用語解説
J-PARC(大強度陽子加速器施設)関連用語集
用語の後ろについている分類は、それぞれ、
(※加):加速器研究及び施設
(※物):物質・生命科学研究及び施設
(※素):素粒子・原子核研究及び施設
(※換):核変換研究及び施設
(※他):その他の関連用語
を表す。
【あ】
【い】
- イオン源 (※加)
- 加速器が加速する粒子(陽子や電子など)を生み出す装置。
「イオン」は電荷を帯びた原子(または原子の塊、原子団)のこと。原子は通常電荷を帯びていない(プラス(+)でもマイナス(−)でもない中性)状態であるが、電子を放出すると+、電子を取り込むと−の電荷を帯びたイオンになる。+の電荷を帯びたイオンを陽イオン、−の電荷を帯びたイオンを負イオン(または陰イオン)と呼ぶ。
J-PARCリニアック加速器のイオン源では、水素ガスをフィラメントで熱して負水素イオンを生成する。リニアックで加速された負水素イオンは、3GeVシンクロトロンに入射される直前で荷電変換膜により電子をはぎ取られ、陽子(陽水素イオン)になる。
イオン源の長時間運転は加速器の稼働率向上や、実験時間増加のために重要であり、J-PARCでは長時間連続運転が可能なイオン源を開発した。
- インジェクター部 (※換)
- 核変換実験施設で用いる計画である超伝導陽子線形加速器(リニアック)において、主要な加速部である超伝導空洞へ陽子を送り込むための前段部分。
▲ TOP
【う】
- ウラン (U) (※換)
- 原子番号92の元素。すべて放射性同位体である。ウランは最初に発見された放射性元素である。天然ウランには核分裂を起こさないU-238(半減期45億年)が99.28%、核分裂を起こすU-235(半減期7億年)が0.72%含まれる。原子力発電所などの軽水炉で使用される核燃料は、核分裂を起こすU-235を3〜4%程度に濃縮して使う。
▲ TOP
【え】
【お】
- 親核種 (※換)
- 放射性核種Aが放射線を放出して壊れ、別の核種Bに変化するとき、AはBの親核種という。これに対して、BはAの娘核種という。
- オルソ・パラ変換器 (※物)
- 水素分子は2つの水素原子からなる。水素原子の原子核はスピンと呼ばれる状態をもち、2つの水素原子核のスピンの向きが平行な場合をオルソ水素、反平行な場合をパラ水素と呼ぶ。オルソ水素とパラ水素には化学的性質に違いは無いが、物理的性質(比熱、熱伝導率、核的相互作用など)に違いがある。

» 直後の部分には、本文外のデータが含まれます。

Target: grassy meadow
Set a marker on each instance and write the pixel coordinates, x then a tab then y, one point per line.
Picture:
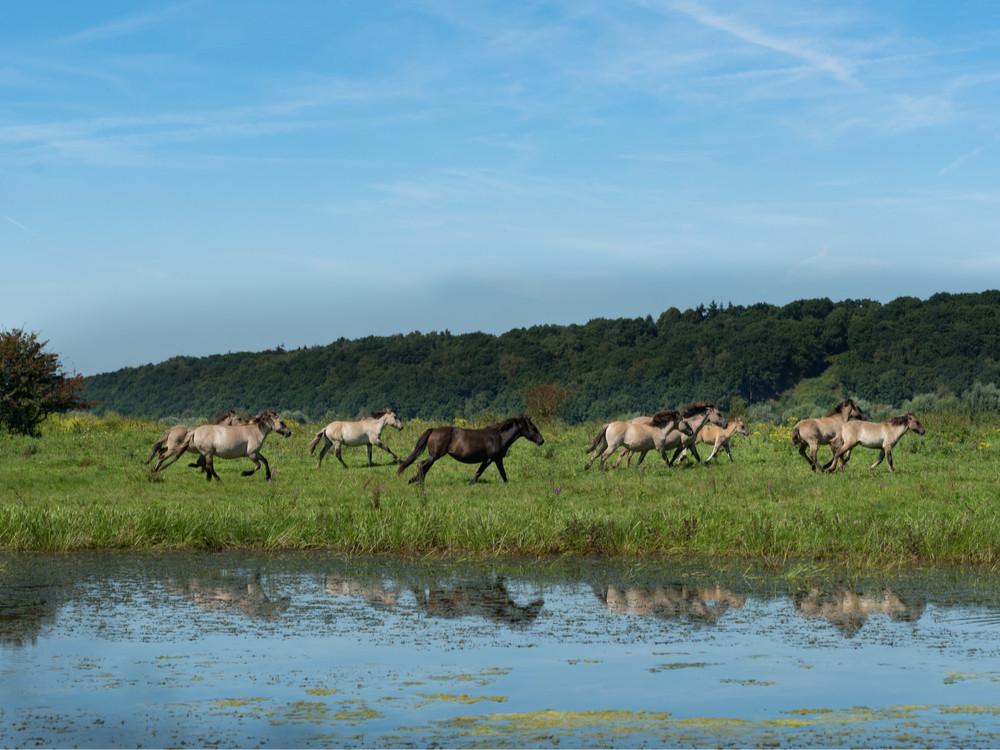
84	485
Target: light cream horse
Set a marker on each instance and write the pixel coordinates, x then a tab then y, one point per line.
235	441
718	437
173	437
365	432
809	434
695	417
879	435
636	437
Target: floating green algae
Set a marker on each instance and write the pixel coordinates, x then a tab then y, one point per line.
857	726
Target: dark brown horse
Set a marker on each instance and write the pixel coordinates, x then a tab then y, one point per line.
485	446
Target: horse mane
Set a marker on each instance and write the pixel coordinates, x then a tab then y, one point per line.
507	422
841	406
222	417
696	408
666	415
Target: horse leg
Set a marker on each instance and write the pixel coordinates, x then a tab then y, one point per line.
164	463
384	447
503	474
210	469
597	453
803	447
813	457
424	466
257	459
326	446
715	449
482	468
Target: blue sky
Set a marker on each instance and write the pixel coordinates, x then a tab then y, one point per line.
210	176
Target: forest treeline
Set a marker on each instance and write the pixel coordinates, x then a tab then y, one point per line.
759	359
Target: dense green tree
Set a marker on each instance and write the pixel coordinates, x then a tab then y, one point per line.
32	384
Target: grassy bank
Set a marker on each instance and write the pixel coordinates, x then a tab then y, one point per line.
84	486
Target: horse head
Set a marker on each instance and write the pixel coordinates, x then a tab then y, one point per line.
272	421
717	417
912	423
527	429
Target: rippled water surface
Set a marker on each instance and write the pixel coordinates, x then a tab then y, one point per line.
317	650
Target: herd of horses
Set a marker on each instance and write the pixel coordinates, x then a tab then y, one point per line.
231	436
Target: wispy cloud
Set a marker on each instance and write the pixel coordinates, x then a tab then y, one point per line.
129	25
801	49
18	224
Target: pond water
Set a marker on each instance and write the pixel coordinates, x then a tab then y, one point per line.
316	650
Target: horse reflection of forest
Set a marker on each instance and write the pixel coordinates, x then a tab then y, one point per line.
488	597
242	593
677	601
848	610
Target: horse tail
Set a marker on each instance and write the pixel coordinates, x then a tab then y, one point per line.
315	442
417	450
158	445
598	439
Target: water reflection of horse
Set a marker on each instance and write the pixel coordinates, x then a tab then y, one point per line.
243	594
848	610
671	601
488	598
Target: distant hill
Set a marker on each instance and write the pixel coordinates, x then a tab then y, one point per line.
736	356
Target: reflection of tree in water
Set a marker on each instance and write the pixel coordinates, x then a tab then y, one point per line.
671	601
230	591
25	609
848	610
487	597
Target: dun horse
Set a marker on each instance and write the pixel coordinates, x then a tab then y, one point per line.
719	437
880	435
636	437
695	416
365	432
173	437
237	441
484	446
809	434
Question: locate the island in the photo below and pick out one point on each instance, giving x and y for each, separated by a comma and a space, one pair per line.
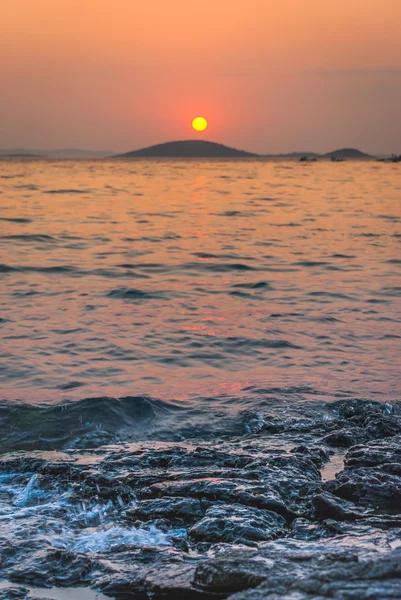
188, 149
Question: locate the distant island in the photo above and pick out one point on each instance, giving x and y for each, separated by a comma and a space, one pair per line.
206, 149
188, 149
347, 153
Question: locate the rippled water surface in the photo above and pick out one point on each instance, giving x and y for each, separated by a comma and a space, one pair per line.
194, 280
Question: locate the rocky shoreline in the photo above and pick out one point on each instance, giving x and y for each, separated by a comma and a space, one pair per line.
245, 518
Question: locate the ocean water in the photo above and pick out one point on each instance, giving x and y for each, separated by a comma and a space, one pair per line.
197, 286
195, 324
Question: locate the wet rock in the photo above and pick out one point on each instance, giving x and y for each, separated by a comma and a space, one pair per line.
13, 593
224, 490
52, 568
176, 510
378, 454
371, 579
236, 571
237, 524
344, 438
371, 488
328, 506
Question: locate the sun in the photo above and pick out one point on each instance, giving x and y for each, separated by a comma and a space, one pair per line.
199, 123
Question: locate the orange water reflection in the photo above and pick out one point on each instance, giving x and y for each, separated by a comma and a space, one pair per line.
179, 279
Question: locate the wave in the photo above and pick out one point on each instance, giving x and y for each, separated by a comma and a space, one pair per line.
95, 422
86, 423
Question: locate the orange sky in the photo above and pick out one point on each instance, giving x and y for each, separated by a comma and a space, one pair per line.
271, 75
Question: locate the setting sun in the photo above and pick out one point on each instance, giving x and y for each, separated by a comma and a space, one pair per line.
199, 124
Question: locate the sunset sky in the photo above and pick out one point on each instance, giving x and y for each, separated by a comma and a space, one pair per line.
270, 75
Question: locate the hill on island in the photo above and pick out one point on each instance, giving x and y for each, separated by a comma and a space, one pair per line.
188, 149
347, 153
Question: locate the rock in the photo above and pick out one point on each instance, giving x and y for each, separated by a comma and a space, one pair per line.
52, 568
237, 524
176, 510
235, 572
328, 506
13, 593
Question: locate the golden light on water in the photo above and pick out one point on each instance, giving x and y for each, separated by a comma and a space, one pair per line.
199, 123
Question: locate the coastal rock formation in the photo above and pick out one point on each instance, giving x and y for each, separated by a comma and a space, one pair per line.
244, 517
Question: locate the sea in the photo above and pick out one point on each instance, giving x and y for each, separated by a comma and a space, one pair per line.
169, 300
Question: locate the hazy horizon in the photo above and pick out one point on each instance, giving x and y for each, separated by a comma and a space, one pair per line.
270, 78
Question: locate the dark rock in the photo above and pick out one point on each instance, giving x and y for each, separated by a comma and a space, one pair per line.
369, 488
344, 438
52, 568
237, 524
13, 593
328, 506
235, 572
175, 510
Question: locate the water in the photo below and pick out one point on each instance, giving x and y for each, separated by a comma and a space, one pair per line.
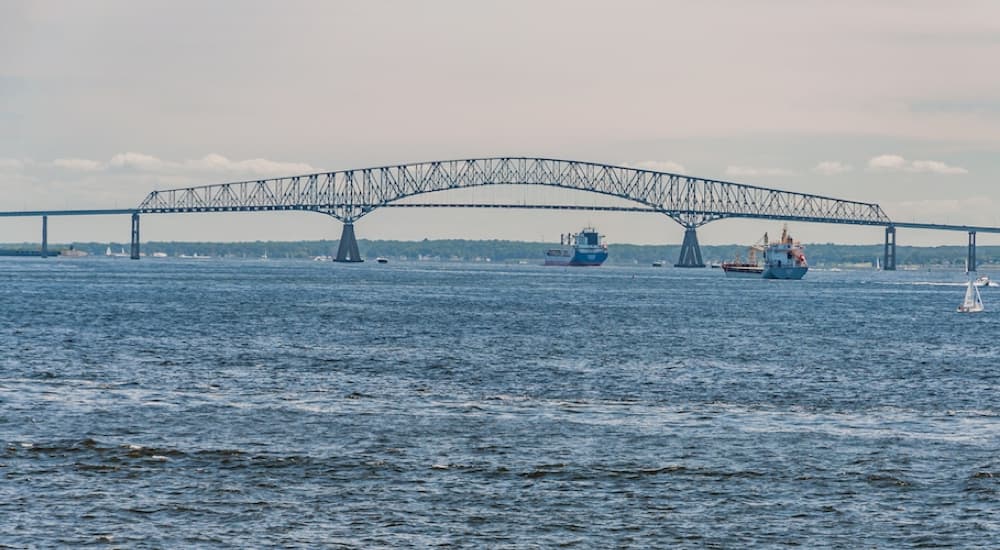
171, 403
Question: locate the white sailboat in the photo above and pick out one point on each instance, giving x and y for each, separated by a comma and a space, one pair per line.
972, 303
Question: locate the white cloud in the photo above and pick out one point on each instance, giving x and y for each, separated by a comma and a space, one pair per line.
975, 210
210, 163
832, 168
660, 166
217, 163
11, 164
745, 171
80, 165
137, 161
896, 163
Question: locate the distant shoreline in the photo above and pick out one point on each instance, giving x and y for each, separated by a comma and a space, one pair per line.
819, 255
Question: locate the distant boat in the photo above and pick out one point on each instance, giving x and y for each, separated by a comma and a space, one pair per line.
586, 248
972, 303
985, 281
784, 259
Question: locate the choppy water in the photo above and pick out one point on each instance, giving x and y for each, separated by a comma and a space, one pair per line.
165, 403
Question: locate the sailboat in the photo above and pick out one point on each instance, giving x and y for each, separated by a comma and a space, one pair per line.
972, 303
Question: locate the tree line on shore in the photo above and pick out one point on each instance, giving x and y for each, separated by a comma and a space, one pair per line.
819, 255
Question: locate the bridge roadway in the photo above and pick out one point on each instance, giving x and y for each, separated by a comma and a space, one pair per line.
351, 194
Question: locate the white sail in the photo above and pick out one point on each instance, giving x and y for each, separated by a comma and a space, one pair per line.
973, 302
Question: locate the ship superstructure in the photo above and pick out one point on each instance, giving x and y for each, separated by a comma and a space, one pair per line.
784, 259
586, 248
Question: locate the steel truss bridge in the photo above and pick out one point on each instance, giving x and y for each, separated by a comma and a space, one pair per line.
349, 195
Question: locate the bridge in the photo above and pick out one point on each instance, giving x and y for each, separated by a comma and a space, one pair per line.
349, 195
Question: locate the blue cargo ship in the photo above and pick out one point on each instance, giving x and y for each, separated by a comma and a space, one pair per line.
586, 248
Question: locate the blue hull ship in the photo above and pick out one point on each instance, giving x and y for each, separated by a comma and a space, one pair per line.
586, 248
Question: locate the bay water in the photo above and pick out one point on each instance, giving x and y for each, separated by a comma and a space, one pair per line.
228, 403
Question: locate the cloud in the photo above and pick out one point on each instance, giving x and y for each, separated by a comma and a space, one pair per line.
210, 163
79, 165
217, 163
744, 171
660, 166
975, 210
11, 164
896, 163
832, 168
137, 161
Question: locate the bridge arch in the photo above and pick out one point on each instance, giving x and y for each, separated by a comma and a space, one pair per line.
349, 195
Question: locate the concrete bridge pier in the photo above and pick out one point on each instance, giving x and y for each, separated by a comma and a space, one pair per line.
348, 252
45, 236
134, 251
690, 251
970, 265
889, 257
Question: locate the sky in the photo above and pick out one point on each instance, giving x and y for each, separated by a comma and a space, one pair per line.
101, 102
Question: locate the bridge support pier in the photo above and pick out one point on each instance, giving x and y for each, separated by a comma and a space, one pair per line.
45, 236
970, 265
134, 251
889, 257
348, 250
690, 251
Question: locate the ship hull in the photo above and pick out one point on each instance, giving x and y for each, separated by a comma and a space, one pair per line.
577, 258
750, 272
745, 272
787, 273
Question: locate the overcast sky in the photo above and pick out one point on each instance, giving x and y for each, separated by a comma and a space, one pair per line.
889, 102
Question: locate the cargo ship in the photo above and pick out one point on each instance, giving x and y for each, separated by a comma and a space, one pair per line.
586, 248
784, 259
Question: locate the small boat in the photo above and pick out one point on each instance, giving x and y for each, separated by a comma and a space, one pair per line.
586, 248
972, 303
985, 281
783, 259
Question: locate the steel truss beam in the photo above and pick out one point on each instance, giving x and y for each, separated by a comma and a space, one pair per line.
350, 194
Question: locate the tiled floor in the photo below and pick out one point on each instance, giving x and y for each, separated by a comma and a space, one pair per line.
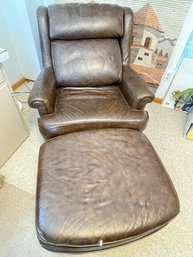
165, 130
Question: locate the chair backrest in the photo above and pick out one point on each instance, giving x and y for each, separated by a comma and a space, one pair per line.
87, 44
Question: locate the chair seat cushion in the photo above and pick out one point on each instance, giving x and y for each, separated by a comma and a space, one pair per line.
90, 108
101, 188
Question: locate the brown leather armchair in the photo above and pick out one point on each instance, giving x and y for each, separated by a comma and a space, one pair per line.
87, 81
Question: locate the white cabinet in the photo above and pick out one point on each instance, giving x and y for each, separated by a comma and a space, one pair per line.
13, 130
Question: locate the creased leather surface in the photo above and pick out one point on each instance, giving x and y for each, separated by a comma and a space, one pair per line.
104, 185
87, 62
90, 108
43, 94
135, 89
91, 20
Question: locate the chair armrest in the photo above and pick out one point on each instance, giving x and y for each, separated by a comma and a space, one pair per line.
135, 90
43, 94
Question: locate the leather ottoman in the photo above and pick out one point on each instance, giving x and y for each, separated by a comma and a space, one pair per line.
101, 188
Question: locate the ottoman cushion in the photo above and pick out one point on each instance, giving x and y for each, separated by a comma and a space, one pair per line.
101, 188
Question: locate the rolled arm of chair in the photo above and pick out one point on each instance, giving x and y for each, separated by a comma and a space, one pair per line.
43, 94
135, 90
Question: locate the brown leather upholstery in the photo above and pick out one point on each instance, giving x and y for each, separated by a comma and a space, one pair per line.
79, 65
107, 188
87, 45
79, 108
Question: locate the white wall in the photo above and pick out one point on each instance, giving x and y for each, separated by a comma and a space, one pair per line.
12, 65
19, 28
31, 6
177, 52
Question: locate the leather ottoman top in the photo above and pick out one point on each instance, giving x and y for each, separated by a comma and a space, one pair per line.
100, 188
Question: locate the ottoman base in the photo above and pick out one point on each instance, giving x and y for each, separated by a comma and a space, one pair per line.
101, 188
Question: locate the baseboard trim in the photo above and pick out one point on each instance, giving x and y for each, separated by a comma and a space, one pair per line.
18, 83
158, 100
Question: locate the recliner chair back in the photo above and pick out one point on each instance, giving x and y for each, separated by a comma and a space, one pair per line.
87, 44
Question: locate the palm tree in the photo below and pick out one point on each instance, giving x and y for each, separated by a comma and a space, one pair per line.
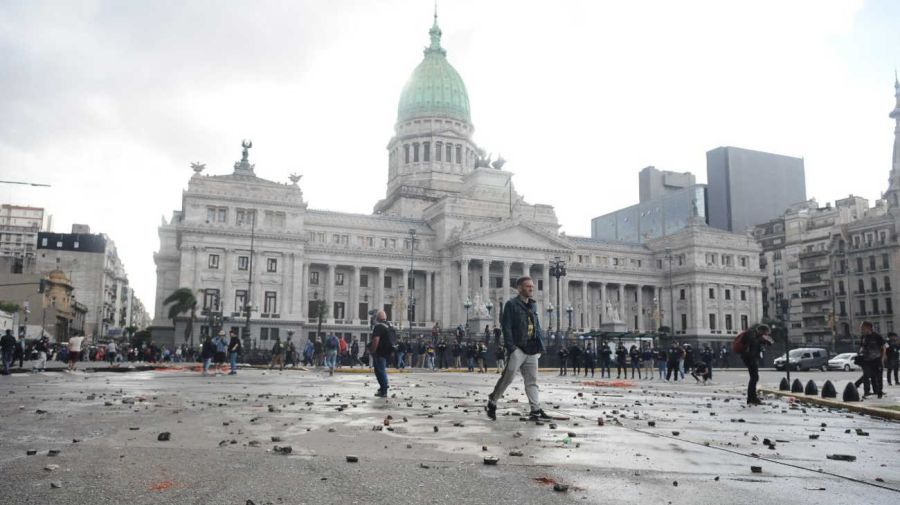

J-PARC核破砕中性子源で中性子を冷やす(エネルギーを下げる)ために用いる液体水素にはパラ水素が適している(パラ水素の方がオルソ水素に比べてエネルギーが低い(-14.7meV)ため)。そこで中性子源の極低温水素循環システムでは、運転中に液体水素を連続的にオルソ・パラ変換器に通し、触媒作用によりオルソ水素をパラ水素に変換している。